Chinese real estate developers are now chasing the cash that has seeped beyond China’s borders

March 27, 2013
March 27, 2013

In the first nine months of 2012, as China prepared to usher in its new leadership, an estimated $225 billion leaked out of the country. Unsurprisingly, Chinese real estate developers are following that flighty capital abroad.

The Wall Street Journal reports that Shanghai-based Greenland Group is building a residential and hotel development in Sydney.

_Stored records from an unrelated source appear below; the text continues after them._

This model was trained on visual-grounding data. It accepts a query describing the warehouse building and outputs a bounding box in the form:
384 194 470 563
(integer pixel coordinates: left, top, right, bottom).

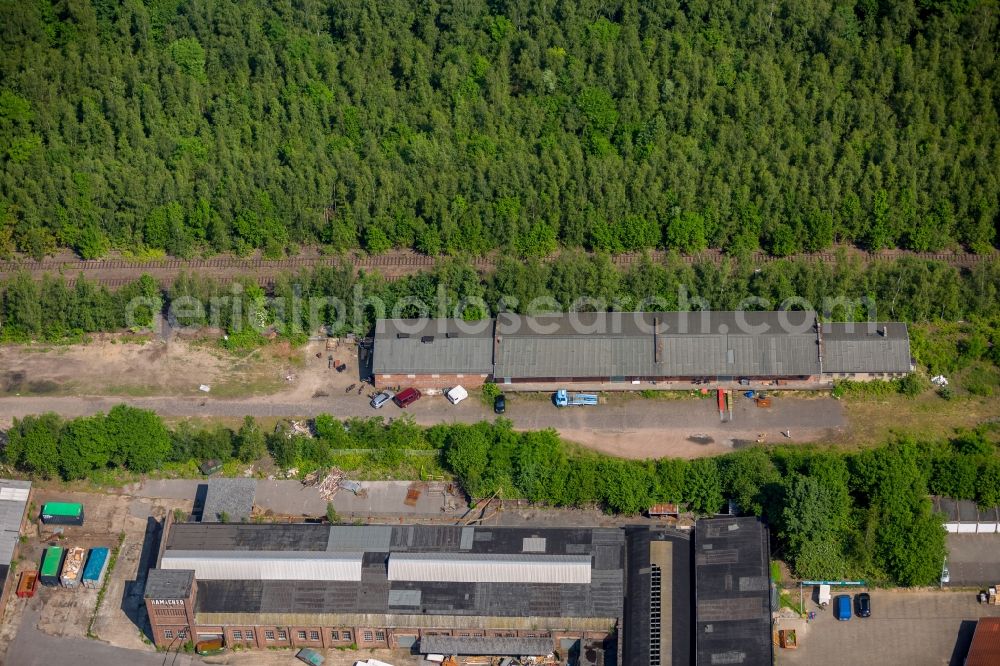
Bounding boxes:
621 527 693 666
0 479 31 612
372 319 493 388
374 311 913 387
144 517 625 651
694 517 774 666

Another Chinese developer, China Vanke, is building a project in San Francisco, as we discussed recently. Both cities happen to be popular destinations for Chinese investors.

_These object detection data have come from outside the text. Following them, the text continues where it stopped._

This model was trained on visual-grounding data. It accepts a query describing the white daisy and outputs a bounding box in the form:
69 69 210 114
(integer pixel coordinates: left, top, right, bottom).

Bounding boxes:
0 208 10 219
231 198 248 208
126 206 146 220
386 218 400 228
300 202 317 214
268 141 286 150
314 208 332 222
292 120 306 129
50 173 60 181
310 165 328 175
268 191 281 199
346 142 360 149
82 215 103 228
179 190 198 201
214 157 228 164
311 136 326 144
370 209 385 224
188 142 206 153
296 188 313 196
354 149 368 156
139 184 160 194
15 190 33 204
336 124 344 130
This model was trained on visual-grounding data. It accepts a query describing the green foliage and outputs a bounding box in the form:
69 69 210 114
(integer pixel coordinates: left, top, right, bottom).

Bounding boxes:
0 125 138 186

Some of the cash that has fled China is likely the fruits of corruption, as ostensibly low-paid officials who had collected money under the table fretted the Communist Party’s new chiefs would not turn a blind eye to their past misdeeds. (Chinese nationals are only allowed to move $50,000 a year out of the country. Here is how they smuggle out more.)

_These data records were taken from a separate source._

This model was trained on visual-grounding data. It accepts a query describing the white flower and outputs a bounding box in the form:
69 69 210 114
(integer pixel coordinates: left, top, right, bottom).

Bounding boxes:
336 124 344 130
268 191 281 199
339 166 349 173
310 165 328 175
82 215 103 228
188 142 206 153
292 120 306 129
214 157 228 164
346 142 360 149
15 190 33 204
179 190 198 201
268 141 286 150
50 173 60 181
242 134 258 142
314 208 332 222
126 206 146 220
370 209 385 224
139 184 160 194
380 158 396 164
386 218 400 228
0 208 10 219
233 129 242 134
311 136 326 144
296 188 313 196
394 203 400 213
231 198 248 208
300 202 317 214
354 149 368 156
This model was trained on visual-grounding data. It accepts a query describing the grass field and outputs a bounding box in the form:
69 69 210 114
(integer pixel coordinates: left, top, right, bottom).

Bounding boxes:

Overseas property is a natural home for the money that has flooded out of China. Owning real estate abroad helps citizens who need to flee get overseas residency permits.

But the trend the Chinese developers have spotted is not entirely new.

Chinese buyers also spent $7 billion on US real estate in 2011, according to the National Association of Realtors. Even back then, it seems, government officials and wealthy businesspeople were shunting money out of China in preparation for the country’s leadership transition.

Chinese buyers of luxury real estate in Southern California that year were “people who have their own businesses, or maybe were part of the government,” a local realtor said at the time.